Interestingly, all the columns are categorical, and all the entries are character strings. Not all machine learning algorithms can work with character strings. You can use something like the factor function to convert those to numerical values. We will not have to do that in this example, but it is useful for you to know. The type column is our column of interest. We will take a more closer look at that.

unique(mushroom$type)

[1] "p" "e"

barplot(table(mushroom$type))

There are only two types of mushrooms, p for poisonous, and e for edible. As the dataset is fairly balanced, we have comparable numbers of poisonous and edible mushrooms. (1) We will train a machine learning model to recognize a mushroom as either poisonous or edible based on its other features. Thus the type of the mushroom will be the label, and the rest of the columns the inputs for the model.

Besides making a graph, how can you find out if a dataset is balanced?

Naive Bayes classifier¶

Naive Bayes classifiers are a class of probabilistic models that try to model the distribution of inputs of a given category. They apply Bayes' theorem with the assumption of conditional independence between every pair of inputs given the value of the category variable. Despite being a class of very simple models, they are impressively good at text classification.
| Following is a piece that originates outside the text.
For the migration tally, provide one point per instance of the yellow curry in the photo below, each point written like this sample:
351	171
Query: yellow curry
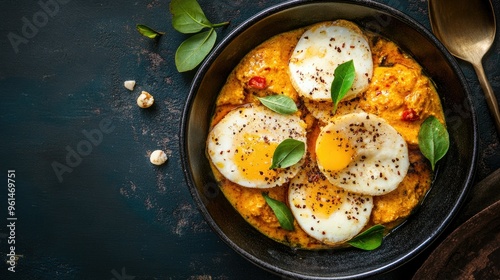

For more information on naive Bayes classifiers, see Idiot's Bayes: Not So Stupid after All?.

To train a naive Bayes classifier, we will first randomly split the mushroom dataset into a train set containing 70% of the data, and a test set containing the remaining 30%. The train_test_split function implemented below is handy for this.

train_test_split <- function(data, ratio) {
  idx <- sample(c(TRUE, FALSE), nrow(data), replace = TRUE, prob = c(ratio, 1 - ratio))
  train <- data[idx, ]
  test <- data[!idx, ]
  return(list("train"=train, "test"=test))
}

split <- train_test_split(mushroom, 0.7)
c(nrow(split$train), nrow(split$test))

[1] 5629 2495

The naivebayes package provides a simple and efficient implementation of various naive Bayes classifiers.

install.packages("naivebayes") # (1)!
library(naivebayes)

After installing the package, run vignette("intro_naivebayes") to read a very nice introduction to this package, and to naive Bayes classifiers. You can also find the vignette on CRAN.

nb <- naive_bayes(type ~ ., split$train) # (1)!
pred <- predict(nb, split$test) # (2)!
tab <- table(pred, split$test$type) # (3)!
tab

type ~ . is a shorthand for indicating that the type column are the labels, and all the other columns are the inputs.
When you run this, it will give a warning. Find out how you can modify split$test to not trigger the warning.
Apply summary to nb, pred, tab, and see what you get.

pred    e    p
   e 1278  130
   p    8 1079

sum(diag(tab)) / sum(tab)

[1] 0.9446894

Just with this simple model we get around 94% accuracy. Try to improve it.